Yeminli Mali Müşavir Özcan gazetemize yaptığı açıklamada şunları söyledi:
“Mutfaklarda yangın var. Yüksek enflasyon ve hayat pahalılığı sabit gelirli olarak nitelendirilen memurların ve işçilerin belini büktü. Alım gücü kalmadığı için emekliler evlerinden çıkamıyor.
İktidar seçimlerden önce uzunca bir süre döviz kurlarını baskılamıştı. Seçimler öncesinde sürekli baskılanan döviz kurları seçimlerden sonra serbest bırakılınca Amerikan Doları kısa zamanda 27,00 TL seviyelerine çıkmıştır. Diğer döviz kurlarında da benzer oranlarda artışlar gerçekleşmiştir.
Akaryakıt fiyatlarında litre başına ilave edilen 5 liralık ÖTV, araçlar için alınması planlanan ikinci bir MTV, döviz kurlarında meydana gelen bu artışlar her türlü mal ve hizmet fiyatlarına yansımış, benzinin ve motorinin litre fiyatı 33-34 TL, etin kilosu 350-400 TL olmuş, ücretli kesimin ve dar gelirli halkın alım gücü iyice azalmıştır.
20 Haziran 2023 tarihli açıklamamızda; ‘5 liraya aldığımız ekmeği birkaç ay sonra 6 liraya alırsak maaş yine eriyecektir.’ demiştik. Bu açıklamanın üzerinden yalnızca 1 ay geçti ve ekmek fiyatı 7,5 liraya çıktı, tepkilerden sonra yine bugün için 6,5 lira oldu.
Paranın alım gücünde istikrar olmadığı sürece, ekonomimiz düzelmeyecek, enflasyon aşağı çekilmeyecektir.
Kıdem tazminatı tavanı brüt ücret ile kıyaslandığında, 20 yıllık süreçte gittikçe erimiş ve anlamını yitirmiştir. 2002 yılında kıdem tazminatı tavanı o zaman geçerli olan brüt asgari ücretin yaklaşık 5,7 katı iken, 2012 yılında 3,84 kata gerilemiş, bugün geçerli olan asgari ücretin ise ne yazık ki 1,75 katına kadar düşmüştür. Artık insanlar yıllarca çalışıp emekli olduklarında alacakları kıdem tazminatı veya emekli ikramiyesi ile eskiden olduğu gibi bir ev ya da araba almayı düşünmek bir yana, hayal dahi edemez haldedir. Bu durum ücretli çalışan insanlarımızın içinde bulunduğu haksızlığı ortaya koyan göstergelerden sadece birisidir…

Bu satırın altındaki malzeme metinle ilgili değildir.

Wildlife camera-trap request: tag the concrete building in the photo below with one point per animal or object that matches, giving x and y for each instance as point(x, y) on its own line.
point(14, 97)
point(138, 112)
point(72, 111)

İktidar, seçimlerden önce iktisat bilimi ile açıklaması olmayan, faizin sebep enflasyonun sonuç olduğu teorisine dayanan uygulamalarından vazgeçmek zorunda kalmıştır.
Merkez Bankası tarafından sürekli indirilen ve %8,50 oranına kadar çekilen faiz oranları piyasada karşılık bulmamış, seçimlerden sonra göreve getirilen Hazine ve Maliye Bakanı ile Merkez Bankası Başkanı faiz oranlarını bugün itibariyle %17,50’ye çıkarmışlardır.”
Emeklilere verilen zam ve ekonomik istikrar konusunda düşüncelerini sorduğumuz Özcan;
“Emekliler sanki ülkenin üvey evladı muamelesi görüyor. Enflasyonun % 100’den fazla olduğu bir ortamda %25 oranında zam emeklinin ihtiyacını karşılamaktan ve gerçeklikten uzaktır. Emekliye de memurlara olduğu gibi seyyanen bir zam verilmesi şarttır. Ayrıca emekli maaşları sadeleştirilmeli, memur, işçi veya esnaf emekliler aynı tutarda maaş almalıdır. Mutlaka küçük esnaf ve tarım işletmeleri desteklenmeli, üretime ve ihracata önem verilmelidir. Paramızın alım gücünü istikrara kavuşturmadıkça, mutfaklardaki yangın günden güne büyüyerek devam edecek, halkımızın mutsuzluğu artacaktır.” şeklinde konuştu.